Fortunately for organizations wishing to telemarket, I’ve over the top on this. In fact, I’d never advise a client to assume that call recipients even remotely resemble me. But who do they resemble? Can we build a composite model describing the median call recipient? Of course we can’t. And if we could, we’d still be overcalling half the population (minus 1) and under-calling the rest. To make matters worse, the range of recipient reactions to telemarketing calls is so broad that no matter what policy we decide to follow, we’re going to whiz off heaps of people, at home and at work as well.

So now what? Here’s what most organizations do. They say “screw it” and call whoever they want whenever they want, unless you’re on an applicable DNC (do not call) list. And even that doesn’t stop some yo-yos. Of course, when they call me when they shouldn’t, they wind up wishing they hadn’t.
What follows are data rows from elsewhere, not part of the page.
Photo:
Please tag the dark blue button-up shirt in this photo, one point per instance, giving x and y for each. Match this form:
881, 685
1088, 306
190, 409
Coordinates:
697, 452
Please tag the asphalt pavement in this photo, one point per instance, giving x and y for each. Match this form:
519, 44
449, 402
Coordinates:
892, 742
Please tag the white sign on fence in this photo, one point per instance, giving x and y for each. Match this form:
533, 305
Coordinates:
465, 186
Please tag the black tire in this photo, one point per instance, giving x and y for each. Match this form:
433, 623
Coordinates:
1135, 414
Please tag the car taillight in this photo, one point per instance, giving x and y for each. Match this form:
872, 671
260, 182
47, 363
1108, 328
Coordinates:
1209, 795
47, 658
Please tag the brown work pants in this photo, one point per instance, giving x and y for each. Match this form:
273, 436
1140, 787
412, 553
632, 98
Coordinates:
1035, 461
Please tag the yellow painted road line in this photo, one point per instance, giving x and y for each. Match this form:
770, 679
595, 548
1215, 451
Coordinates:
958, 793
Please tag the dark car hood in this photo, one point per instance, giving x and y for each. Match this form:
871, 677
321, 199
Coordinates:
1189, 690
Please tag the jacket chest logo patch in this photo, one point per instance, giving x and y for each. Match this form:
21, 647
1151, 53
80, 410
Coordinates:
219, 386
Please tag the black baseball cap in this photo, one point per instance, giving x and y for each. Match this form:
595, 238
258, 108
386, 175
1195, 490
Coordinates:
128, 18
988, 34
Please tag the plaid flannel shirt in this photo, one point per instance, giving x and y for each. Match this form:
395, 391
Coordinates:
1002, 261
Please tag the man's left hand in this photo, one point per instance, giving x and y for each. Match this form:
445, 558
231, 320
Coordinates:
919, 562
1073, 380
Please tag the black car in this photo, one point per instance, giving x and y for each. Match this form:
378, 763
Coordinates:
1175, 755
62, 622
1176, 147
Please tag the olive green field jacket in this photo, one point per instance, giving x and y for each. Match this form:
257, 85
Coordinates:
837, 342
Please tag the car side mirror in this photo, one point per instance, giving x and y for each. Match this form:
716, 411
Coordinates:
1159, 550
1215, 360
Like the call I got the day after the auto service “touch.” A financial service we have an account with called for my wife, who wasn’t home at the time. The telemarketer introduced herself in a very self-assured tone, assuring me that it was “just a courtesy call.” From a global financial institution with product to push? Not in my lifetime. But I suggested she not call back, because, “We don’t need any courtesy today, and we won’t need any next time you call.” But they’ll call again, regardless.

Fortunately, for companies that want to do it right, there’s a better option than “screw it, we’ll decide when to call”
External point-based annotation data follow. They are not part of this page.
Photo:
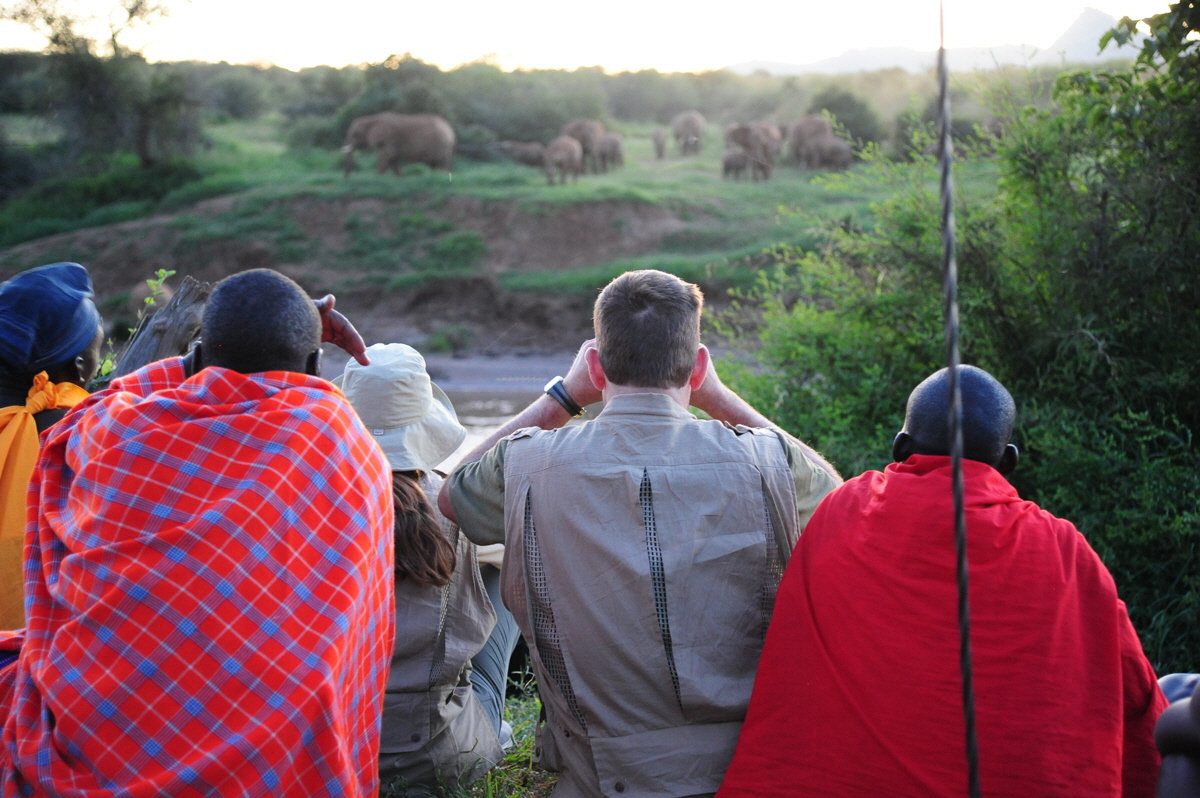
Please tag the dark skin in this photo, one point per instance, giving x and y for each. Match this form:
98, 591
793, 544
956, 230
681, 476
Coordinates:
988, 421
82, 369
335, 329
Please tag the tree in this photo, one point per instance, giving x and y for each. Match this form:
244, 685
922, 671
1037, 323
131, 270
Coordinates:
111, 99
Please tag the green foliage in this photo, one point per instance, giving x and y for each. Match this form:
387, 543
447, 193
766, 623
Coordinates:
851, 112
1077, 289
67, 203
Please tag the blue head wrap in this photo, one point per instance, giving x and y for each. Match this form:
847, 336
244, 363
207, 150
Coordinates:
47, 317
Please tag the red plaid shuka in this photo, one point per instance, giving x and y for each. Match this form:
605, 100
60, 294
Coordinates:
209, 594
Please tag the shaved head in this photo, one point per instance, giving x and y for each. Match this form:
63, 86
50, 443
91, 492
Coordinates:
988, 418
261, 321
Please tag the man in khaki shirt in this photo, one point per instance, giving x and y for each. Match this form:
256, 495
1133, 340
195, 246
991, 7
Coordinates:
643, 549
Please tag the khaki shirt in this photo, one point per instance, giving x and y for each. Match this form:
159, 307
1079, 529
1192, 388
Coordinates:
477, 489
436, 733
643, 551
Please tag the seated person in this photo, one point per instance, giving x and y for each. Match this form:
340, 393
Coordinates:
49, 348
443, 713
859, 691
209, 575
642, 549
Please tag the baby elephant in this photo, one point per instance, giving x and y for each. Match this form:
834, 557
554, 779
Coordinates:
735, 163
565, 156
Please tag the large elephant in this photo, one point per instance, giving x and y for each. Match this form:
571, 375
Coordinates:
587, 132
565, 156
400, 139
531, 154
660, 143
689, 131
611, 151
805, 133
761, 143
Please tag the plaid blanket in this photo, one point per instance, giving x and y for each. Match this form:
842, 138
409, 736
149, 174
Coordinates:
210, 613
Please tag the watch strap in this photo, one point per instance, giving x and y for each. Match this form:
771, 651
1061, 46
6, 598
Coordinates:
556, 390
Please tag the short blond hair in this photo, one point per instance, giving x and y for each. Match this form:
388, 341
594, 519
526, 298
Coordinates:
647, 325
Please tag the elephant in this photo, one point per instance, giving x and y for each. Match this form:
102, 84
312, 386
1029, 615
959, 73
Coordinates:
660, 143
611, 151
760, 143
735, 162
400, 139
587, 132
689, 131
531, 154
564, 155
804, 133
772, 137
829, 153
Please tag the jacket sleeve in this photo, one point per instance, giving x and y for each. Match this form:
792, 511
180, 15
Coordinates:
1144, 702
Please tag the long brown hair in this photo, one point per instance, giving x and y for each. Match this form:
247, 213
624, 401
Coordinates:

Let customers decide. Go a step beyond black and white DNC lists and offer customers much more nuanced options. Certain people want calls. Others, like me, have a strong preference for e-mail. And don’t bother me with postal mail. But each of us has our own preferences. Same applies for interest areas. And parsing call lists (and mail lists) using channel and subject preferences is a snap. But as with all good things, there’s a catch.
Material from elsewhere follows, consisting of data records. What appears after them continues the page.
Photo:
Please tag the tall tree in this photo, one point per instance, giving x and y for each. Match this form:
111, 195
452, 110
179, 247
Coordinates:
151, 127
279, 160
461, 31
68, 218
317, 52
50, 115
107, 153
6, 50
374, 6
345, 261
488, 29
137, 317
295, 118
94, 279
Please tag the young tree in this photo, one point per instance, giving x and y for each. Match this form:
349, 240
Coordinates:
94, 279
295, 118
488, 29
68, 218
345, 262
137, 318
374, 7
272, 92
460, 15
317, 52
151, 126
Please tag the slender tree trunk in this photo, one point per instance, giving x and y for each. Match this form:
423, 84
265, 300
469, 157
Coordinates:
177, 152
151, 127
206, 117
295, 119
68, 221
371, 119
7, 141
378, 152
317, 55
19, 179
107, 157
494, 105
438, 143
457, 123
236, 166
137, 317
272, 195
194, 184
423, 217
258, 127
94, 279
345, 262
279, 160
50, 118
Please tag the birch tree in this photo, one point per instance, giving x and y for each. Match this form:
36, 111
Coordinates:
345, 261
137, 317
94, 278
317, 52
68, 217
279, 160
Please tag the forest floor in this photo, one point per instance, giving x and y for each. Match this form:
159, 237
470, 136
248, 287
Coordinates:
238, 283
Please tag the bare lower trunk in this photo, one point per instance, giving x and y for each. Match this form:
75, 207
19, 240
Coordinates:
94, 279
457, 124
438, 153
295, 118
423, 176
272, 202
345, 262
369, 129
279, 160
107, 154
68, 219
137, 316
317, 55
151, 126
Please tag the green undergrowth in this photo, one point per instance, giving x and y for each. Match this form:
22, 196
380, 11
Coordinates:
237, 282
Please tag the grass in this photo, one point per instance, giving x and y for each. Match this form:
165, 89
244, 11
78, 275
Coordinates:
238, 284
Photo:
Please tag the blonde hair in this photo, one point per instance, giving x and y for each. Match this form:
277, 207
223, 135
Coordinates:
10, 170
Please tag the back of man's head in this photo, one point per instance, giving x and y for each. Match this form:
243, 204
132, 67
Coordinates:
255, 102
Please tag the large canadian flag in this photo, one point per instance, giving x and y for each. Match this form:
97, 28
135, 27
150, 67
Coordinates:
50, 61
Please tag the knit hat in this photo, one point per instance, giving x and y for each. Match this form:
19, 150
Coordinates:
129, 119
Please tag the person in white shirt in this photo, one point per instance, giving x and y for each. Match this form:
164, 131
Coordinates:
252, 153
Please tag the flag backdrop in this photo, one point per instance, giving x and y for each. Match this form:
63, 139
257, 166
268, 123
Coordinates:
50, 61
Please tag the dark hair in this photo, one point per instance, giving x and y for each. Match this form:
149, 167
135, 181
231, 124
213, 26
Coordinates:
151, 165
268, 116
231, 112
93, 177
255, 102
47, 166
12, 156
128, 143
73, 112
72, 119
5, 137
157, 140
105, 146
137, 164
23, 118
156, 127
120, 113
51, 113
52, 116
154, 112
Two catches, actually. First, the marketing community continues to have a large population of managers determined to put their perceived company interests ahead of customer interests. Never mind that excess “touches” really turn off customers. Like the time when I deliberately did not check the DNC box on a Smith Micro web order form. Smith has good utility software several software developers embed in their apps, so I thought I’d investigate their customer-direct line. Dumb. I immediately started getting daily e-mail messages about this, that and the other product or upgrade or… whatever else because I stopped reading them after the first couple. Classic “attack marketing.” You’d think e-marketers would be brighter than that. So guess what happens to all Smith Micro e-mail now? Spam filter. You betcha.

But let’s be optimistic. If these dim light bulbs would wake up and realize the counter-productivity of their ways, maybe we’ll finally clear this hurdle.
The second catch is the vast majority of companies regarding collecting and maintaining customer communication preference information a cost and a burden—rather than an opportunity to better customer relations. Hence, they won’t invest in acquiring and maintaining these data. Too many other things to do to customers rather than with them. Who knows when they’ll wake up.
But hey, not everyone has to get it. The companies that want to do it right will continue earning points with customers—in part, by the very act of asking customers for their preferences. Now that’s real courtesy. And I haven’t even mentioned the myriad ways accurately profiling customers adds value to the organization.

Does anyone have a big mutha alarm clock with a gong for a bell?